One unexpected benefit of using Gemini’s API was its integration with Google’s Vertex AI for fine-tuning. JurisAI discovered that they could fine-tune Gemini 1.5 Pro on a dataset of 10,000 annotated legal documents—something that was prohibitively expensive with GPT-4’s fine-tuning API, which charges $8.10 per million tokens for training. The fine-tuned model improved clause extraction accuracy from 94 percent to 98.5 percent on their specific contract formats. They also leveraged Gemini’s grounding with Google Search to verify dates and party names against public records, reducing false positives in entity extraction. This combination of fine-tuning and grounding is a differentiator that few other providers offer in a single API package, though it does require developers to invest in MLOps for continuous model evaluation.

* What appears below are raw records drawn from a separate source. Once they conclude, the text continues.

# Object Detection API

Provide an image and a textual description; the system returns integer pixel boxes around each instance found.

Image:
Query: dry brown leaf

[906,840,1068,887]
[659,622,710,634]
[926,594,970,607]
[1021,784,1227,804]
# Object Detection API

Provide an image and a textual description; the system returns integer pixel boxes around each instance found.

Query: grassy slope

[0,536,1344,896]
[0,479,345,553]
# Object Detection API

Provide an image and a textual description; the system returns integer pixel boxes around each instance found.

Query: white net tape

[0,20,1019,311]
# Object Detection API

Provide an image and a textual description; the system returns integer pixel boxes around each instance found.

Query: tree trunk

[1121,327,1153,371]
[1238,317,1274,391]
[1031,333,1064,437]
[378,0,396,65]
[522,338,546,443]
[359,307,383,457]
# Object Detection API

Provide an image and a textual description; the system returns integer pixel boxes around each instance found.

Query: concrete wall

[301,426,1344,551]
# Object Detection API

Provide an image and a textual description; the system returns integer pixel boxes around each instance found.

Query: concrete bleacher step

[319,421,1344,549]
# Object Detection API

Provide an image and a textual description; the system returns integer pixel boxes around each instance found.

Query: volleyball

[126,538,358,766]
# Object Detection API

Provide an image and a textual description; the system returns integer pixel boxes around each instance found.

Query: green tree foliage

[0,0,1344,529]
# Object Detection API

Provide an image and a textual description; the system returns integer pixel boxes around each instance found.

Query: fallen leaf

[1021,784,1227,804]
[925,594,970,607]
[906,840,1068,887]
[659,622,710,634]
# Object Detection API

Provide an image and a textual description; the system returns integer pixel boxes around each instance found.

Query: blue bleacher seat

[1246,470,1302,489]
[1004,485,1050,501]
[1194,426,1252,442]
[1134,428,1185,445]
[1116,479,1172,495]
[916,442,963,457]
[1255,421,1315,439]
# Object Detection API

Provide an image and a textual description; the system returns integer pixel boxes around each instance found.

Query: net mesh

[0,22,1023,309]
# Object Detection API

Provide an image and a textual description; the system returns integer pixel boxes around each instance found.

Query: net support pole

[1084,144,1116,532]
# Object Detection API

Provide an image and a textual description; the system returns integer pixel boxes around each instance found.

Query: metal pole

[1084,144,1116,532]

Pricing dynamics for the Gemini API in 2025 and 2026 have shifted considerably. Google introduced a tiered structure where Gemini 2.0 Flash costs $0.075 per million input tokens for text-only requests, but jumps to $0.45 per million input tokens for image processing. This is still cheaper than GPT-4o’s vision pricing of $2.50 per million input tokens, but more expensive than open-source alternatives like Qwen-VL, which can be self-hosted for near-zero marginal costs on GPU clusters. For JurisAI, the tradeoff was clear: pay the premium for Gemini’s accuracy on messy legal documents versus spending engineering time optimizing a self-hosted vision model. They calculated that even with Gemini’s higher per-token cost, the reduction in manual review hours saved them $120,000 annually in paralegal costs.
Looking ahead, the team is experimenting with Gemini’s streaming capabilities for real-time contract negotiation assistance. The API’s support for server-sent events allows them to stream generated clauses directly into a collaborative editor, with sub-200 millisecond time-to-first-token. They have also begun testing Gemini’s new audio input modality, which would allow lawyers to record verbal notes about a contract and have the model extract action items in real time. The key lesson from JurisAI’s journey is that the Gemini API is not a universal replacement for every AI task, but for multimodal-heavy workflows with structured data extraction, it delivers measurable ROI. Developers should audit their pipeline’s failure points on handwritten text, table parsing, and latency-sensitive tasks before committing to any single provider. The ecosystem now has enough mature players—Gemini, Claude, DeepSeek, and a growing array of API aggregators—that the smartest strategy is to design for defaults but build for fallbacks.